There is a realization behind the pivot that Australia was too dependent on Asia for the supply of critical goods. A recent downturn in relations with China, Australia’s largest trading partner, only reinforced that view. “When you look at it over time, we’ve been running down our manufacturing and we’re at this turning point-we ‘re thinking maybe we shouldn’t do that,” said Drew Woodhouse, Bain & Company’s Sydney-based consultant who is looking at supply chain issues. For several, the coronavirus has shown that globalization ‘s advantages, namely low tariffs and cheap labor, are minimal while the world economy is grinding to halt.

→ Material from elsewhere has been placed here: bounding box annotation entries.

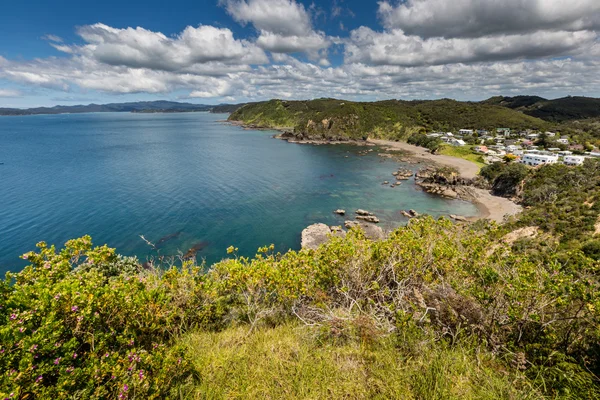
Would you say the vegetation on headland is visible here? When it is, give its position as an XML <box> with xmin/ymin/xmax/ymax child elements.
<box><xmin>483</xmin><ymin>96</ymin><xmax>600</xmax><ymax>122</ymax></box>
<box><xmin>0</xmin><ymin>152</ymin><xmax>600</xmax><ymax>399</ymax></box>
<box><xmin>229</xmin><ymin>99</ymin><xmax>550</xmax><ymax>140</ymax></box>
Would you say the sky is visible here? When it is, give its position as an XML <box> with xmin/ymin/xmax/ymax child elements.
<box><xmin>0</xmin><ymin>0</ymin><xmax>600</xmax><ymax>108</ymax></box>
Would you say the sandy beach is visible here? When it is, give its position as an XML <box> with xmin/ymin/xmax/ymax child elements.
<box><xmin>369</xmin><ymin>139</ymin><xmax>522</xmax><ymax>223</ymax></box>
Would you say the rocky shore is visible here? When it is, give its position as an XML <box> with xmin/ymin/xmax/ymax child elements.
<box><xmin>228</xmin><ymin>121</ymin><xmax>522</xmax><ymax>222</ymax></box>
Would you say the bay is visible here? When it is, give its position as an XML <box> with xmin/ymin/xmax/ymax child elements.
<box><xmin>0</xmin><ymin>113</ymin><xmax>477</xmax><ymax>272</ymax></box>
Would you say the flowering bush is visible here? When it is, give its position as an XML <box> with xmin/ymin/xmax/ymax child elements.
<box><xmin>0</xmin><ymin>237</ymin><xmax>188</xmax><ymax>399</ymax></box>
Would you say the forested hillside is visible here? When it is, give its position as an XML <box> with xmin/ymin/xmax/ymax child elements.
<box><xmin>229</xmin><ymin>99</ymin><xmax>549</xmax><ymax>140</ymax></box>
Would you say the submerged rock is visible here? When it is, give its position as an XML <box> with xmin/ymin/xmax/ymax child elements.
<box><xmin>301</xmin><ymin>224</ymin><xmax>346</xmax><ymax>250</ymax></box>
<box><xmin>356</xmin><ymin>208</ymin><xmax>373</xmax><ymax>216</ymax></box>
<box><xmin>356</xmin><ymin>215</ymin><xmax>379</xmax><ymax>224</ymax></box>
<box><xmin>344</xmin><ymin>221</ymin><xmax>385</xmax><ymax>240</ymax></box>
<box><xmin>450</xmin><ymin>214</ymin><xmax>469</xmax><ymax>222</ymax></box>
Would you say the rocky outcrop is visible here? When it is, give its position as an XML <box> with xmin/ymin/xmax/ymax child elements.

This has encouraged those in the industry to consider seriously putting in onshore operations, even though it means some prices are going up. What corporations claim is needed in the longer term are changes that reduce energy prices, promote creativity and cut investment red tape. Andrew Liveris, former head of U.S. industrial giant Dow Chemicals, returned earlier this year to join the engineering consulting task force of Prime Minister Scott Morrison in his native Australia. “We’ve got a lot of uncertainty about how to get authorised investments here,” Liveris told Reuters. “So we have to adopt a business-friendly environment to attract foreign direct investment to an economy that can punch above its weight in terms of quality research and quality technologies.”

(Re)start your engines

Burdened by vital shortages during World War Two, Australia expanded its tariff-protected manufacturing sector in subsequent years. But production had increasingly moved offshore by the end of the century as companies and policymakers welcomed the upsides of globalisation. Manufacturing accounted for just 5 %  of gross domestic product in 2019 , down from about 25 %  in 1960, while its labor force share fell to 7 % from 17 %  in 1984. Liveris said manufacturing should account for between 15 %  and 20 % of GDP.

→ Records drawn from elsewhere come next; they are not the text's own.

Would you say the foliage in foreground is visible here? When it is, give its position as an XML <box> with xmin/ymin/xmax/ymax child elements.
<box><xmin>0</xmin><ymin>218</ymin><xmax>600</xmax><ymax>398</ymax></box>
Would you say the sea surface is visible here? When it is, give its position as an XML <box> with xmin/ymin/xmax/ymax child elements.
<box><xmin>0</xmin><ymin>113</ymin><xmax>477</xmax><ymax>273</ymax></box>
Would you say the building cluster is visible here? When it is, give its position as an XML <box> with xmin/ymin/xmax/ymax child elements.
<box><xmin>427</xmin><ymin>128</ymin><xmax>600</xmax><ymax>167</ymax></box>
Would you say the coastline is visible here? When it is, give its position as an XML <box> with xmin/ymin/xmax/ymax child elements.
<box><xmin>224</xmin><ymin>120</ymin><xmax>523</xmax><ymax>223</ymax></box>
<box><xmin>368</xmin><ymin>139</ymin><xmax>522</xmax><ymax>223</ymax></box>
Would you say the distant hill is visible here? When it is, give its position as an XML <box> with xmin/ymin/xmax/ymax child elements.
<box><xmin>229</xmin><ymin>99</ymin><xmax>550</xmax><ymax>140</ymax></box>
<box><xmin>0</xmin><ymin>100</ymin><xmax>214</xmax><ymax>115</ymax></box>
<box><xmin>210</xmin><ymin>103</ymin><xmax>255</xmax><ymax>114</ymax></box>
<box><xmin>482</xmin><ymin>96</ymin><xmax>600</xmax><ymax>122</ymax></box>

Although some economists see that as an ambitious target, some early movers have been galvanized by the shift in thinking. H2X, a startup formed in May, aims to resuscitate local automobile production by making hydrogen cars in Port Kembla, a smelting town about 100 km south of Sydney. Brendan Norman, the company’s chief executive who previously worked on hydrogen-powered cars in China, expects a prototype to be ready later this year and start production in 2022. By the end of this year the operation is aiming to employ 100 people, which could ramp up to 5,000 by 2025.

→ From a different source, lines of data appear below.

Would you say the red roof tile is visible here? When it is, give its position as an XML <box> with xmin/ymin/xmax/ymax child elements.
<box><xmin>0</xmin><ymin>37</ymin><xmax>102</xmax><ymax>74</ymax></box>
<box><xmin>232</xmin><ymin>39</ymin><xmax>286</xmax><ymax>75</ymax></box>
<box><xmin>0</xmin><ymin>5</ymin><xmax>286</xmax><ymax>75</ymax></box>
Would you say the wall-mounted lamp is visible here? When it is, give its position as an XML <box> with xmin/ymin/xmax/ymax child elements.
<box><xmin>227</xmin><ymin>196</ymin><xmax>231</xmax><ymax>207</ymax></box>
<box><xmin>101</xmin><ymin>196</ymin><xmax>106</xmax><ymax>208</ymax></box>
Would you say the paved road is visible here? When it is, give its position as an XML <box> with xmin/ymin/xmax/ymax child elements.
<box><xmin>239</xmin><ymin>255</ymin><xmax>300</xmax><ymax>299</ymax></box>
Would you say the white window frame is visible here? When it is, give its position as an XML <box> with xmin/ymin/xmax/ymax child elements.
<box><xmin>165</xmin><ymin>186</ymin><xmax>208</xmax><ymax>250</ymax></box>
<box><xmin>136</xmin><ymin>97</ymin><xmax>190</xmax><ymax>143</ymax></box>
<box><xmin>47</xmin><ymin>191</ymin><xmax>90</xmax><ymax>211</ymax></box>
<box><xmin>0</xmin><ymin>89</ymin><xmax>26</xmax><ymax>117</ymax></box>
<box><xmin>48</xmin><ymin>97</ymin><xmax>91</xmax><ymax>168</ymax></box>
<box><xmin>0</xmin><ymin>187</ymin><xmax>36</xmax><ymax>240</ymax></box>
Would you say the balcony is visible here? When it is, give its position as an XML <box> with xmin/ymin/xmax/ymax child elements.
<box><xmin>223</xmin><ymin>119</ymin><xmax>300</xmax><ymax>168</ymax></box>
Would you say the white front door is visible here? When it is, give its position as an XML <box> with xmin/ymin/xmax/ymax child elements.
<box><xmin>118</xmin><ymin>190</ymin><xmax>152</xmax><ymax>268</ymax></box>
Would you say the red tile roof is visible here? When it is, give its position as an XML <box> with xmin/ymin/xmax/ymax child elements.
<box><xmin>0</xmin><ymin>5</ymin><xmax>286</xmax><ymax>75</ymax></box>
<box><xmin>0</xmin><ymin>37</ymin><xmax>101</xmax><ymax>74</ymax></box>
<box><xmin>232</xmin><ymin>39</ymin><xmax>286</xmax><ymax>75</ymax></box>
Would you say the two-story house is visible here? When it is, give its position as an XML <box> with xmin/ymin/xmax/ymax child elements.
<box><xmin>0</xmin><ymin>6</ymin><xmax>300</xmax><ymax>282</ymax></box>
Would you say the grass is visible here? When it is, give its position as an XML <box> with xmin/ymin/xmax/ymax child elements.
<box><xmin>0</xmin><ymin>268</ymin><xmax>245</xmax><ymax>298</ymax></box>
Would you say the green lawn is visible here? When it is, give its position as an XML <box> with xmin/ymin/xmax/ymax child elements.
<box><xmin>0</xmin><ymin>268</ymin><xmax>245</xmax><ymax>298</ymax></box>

Norman said that by 2024 production could use 80 per cent of local content. That bet is based on the belief that Australia already possesses most of the skills and materials necessary to make items such as supercapacitors and fuel cells, even if the scale of manufacture is not yet there. “Australia can certainly compete in this because it’s manufacturing high-tech and that’s something we feel we should be able to encourage us to come back,” he said. “If we’re manufacturing the bulk of the world’s hydrogen, I ‘d like to think we can produce the tools needed to use it properly.”

Scope for reform

H2X ‘s plan relies less on the low labor costs provided by offshore production and more on the value of intellectual property, just like the high-tech factory sector in Germany. Visy Industries, a recycling and packaging company, expanded into glass production in a deal worth nearly A$ 1bn ($730.80 m). That move comes as China’s recent waste import curbs force Australia to come up with innovative ways to manage its garbage. One of the Manufacturing taskforce ‘s central proposals is to reduce energy costs by boosting distribution. Australian companies pay about 50 percent more for natural gas than their export customers, said the country’s competition watchdog.

Last week Treasurer Josh Frydenberg said policies that promote entrepreneurship and cut red tape will be key in the national budget next month. Tony Shepherd, former president of Transfield Services, an infrastructure company, said Australia needed to use the crisis to better streamline investment policies across multiple layers of government. “We couldn’t even produce the basic medical supplies, and we were concerned about toilet paper,” he said, referring to earlier this year’s panic buying of toilet tissue. “If that’s not enough of a wake-up call to get politicians going, I don’t know what it’s like.”